Fresh tomatoes are a pure summer delight. The flavor is sweet, the texture firm, and the colors stunning. Though early and late season varieties have been bred to extend the season for tomatoes - I particularly like the ambition of the variety named "Fourth of July" - tomato season in northern New England is a boom time of just one month. (Unless it's a late blight year, like 2009, where tomato season was a complete bust - but that's another story.)
While my first thought of tomatoes evokes Italy, tomatoes are actually native to South America and were cultivated in South and Central America as food crops. European explorers sent the tomato and its Solanaceae family cousins (potatoes, peppers and the important cash crop of tobacco) back across the Atlantic. The Italians and the Spanish embraced the tomato as their own, and in an interesting quirk of history, Americans did not start eating tomatoes until they became popular in Europe. (For more on this,
check out this History Channel snippet - click on the picture of the tomato.)

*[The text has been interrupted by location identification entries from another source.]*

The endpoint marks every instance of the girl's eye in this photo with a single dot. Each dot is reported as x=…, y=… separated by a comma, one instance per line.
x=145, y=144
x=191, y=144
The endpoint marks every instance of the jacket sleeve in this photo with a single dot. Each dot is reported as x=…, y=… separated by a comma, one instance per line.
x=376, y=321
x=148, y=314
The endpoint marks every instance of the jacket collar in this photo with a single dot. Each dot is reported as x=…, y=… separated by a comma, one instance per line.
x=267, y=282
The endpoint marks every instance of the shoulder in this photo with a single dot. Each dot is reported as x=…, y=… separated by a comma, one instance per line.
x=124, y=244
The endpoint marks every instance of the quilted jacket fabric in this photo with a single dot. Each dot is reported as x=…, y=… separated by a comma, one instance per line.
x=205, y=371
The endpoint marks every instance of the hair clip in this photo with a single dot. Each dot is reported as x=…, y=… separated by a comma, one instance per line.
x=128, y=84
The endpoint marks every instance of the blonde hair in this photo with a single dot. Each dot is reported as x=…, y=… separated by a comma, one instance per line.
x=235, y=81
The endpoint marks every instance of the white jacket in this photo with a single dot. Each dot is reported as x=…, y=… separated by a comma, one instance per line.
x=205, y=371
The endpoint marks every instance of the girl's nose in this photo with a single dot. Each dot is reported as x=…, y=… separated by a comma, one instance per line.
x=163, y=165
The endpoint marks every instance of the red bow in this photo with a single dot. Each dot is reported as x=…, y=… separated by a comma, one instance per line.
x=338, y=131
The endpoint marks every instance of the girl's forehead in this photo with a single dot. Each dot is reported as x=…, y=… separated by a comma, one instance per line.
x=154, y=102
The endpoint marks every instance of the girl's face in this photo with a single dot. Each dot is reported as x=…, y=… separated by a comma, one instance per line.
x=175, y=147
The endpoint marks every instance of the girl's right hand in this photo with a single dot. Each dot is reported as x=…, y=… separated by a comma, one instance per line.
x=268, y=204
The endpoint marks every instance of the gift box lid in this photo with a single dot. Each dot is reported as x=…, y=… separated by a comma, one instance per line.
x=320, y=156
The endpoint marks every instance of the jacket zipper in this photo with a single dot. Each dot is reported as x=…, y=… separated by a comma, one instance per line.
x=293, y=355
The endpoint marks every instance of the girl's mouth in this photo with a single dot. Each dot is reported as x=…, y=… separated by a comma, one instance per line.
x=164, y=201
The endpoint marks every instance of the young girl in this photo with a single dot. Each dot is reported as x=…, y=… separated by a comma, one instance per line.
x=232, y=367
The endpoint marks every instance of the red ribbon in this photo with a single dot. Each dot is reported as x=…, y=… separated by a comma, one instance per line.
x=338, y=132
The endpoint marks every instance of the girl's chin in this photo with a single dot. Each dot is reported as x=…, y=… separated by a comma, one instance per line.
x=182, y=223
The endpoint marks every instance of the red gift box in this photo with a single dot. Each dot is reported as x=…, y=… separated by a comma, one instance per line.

It's the tenth of September now, and just this past two weeks, "all the lights are turning green to red." Unlike
the David Grey song, tomatoes turning green to red means that you've got to kick it into high gear. While canning, freezing and drying tomatoes is an excellent way to handle your summer tomato harvest, you've just got to eat a lot of fresh tomatoes while they are at their most summery flavorful ripeness. Especially if you've stopped eating the bland, mealy supermarket tomatoes for the other 11 months of the year, it's practically mandatory to get in while the getting's good.
Right now, the getting is really good - and what's even better, you don't even have to work hard to appreciate the flavor and beauty of fresh tomatoes. I'd like to share 9 simple dishes featuring fresh tomatoes during this "what? more tomatoes?" end-of-summer time. I'm loathe to call these recipes, as there is so little work involved and there are no measurements - and the first doesn't even require a plate.
1) Eat cherry tomatoes by the handful, or eat a ripe heirloom tomato like an apple.You may want to eat the full-sized tomato outside because the seeds have a tendency to go everywhere.
2) Sliced tomatoes with a sprinkling of sugar. Sounds weird, but this was a favorite in my family growing up, and reinforces that tomatoes are indeed fruits, not vegetables.
3) Caprese salad - sliced tomatoes, sliced fresh mozzarella, and basil leaves. We typically dress this with some ground pepper, balsamic vinegar and olive oil over the top.
4) Halved cherry tomatoes mixed with creamy goat cheese and fresh herbs.
5) Oven-roasted plum, grape or cherry tomatoes. Slice in half, toss with olive oil, and put in the oven at 350 until the fragrance from the oven overpowers you (between 30 and 45 minutes, depending on the size of your tomatoes). This is excellent to put on top of a piece of meat.
6) Tomato-cucumber-feta salad. Sliced tomatoes and cucumbers with chunks of feta tossed with a little oil and vinegar.
7) Tomatoes with yogurt-dill sauce. Sliced tomatoes or whole cherry tomatoes served next to a dollop of Greek yogurt with fresh or dried dill, garlic powder and onion powder.
8) BLTs! This is the best use of those monster heirloom Brandywines or Cherokees where a single tomato slice will cover the whole piece of bread. This sandwich is so good that we actually made a special trip to buy Boston lettuce so that we could eat BLTs on the front steps on Saturday night.
9) Pa amb tomaquet - I think we are all familiar with Italian cuisine involving tomatoes, but how about a Spanish dish? Barcelona is a beautiful city with its own wonderful Catalan language, and a fabulous, dead easy dish called bread with tomato (pa amb tomaquet). Slice up a baguette or other crusty bread and toast it or grill it. Rub it with a clove of garlic - you want to get chunks of garlic into the holes of the bread. Rub it with a half of a tomato, scraping the tomato flesh into the bread until you have only the skin left. Brush or drizzle some olive oil and sprinkle with salt.
What's your favorite way to prepare fresh summer tomatoes?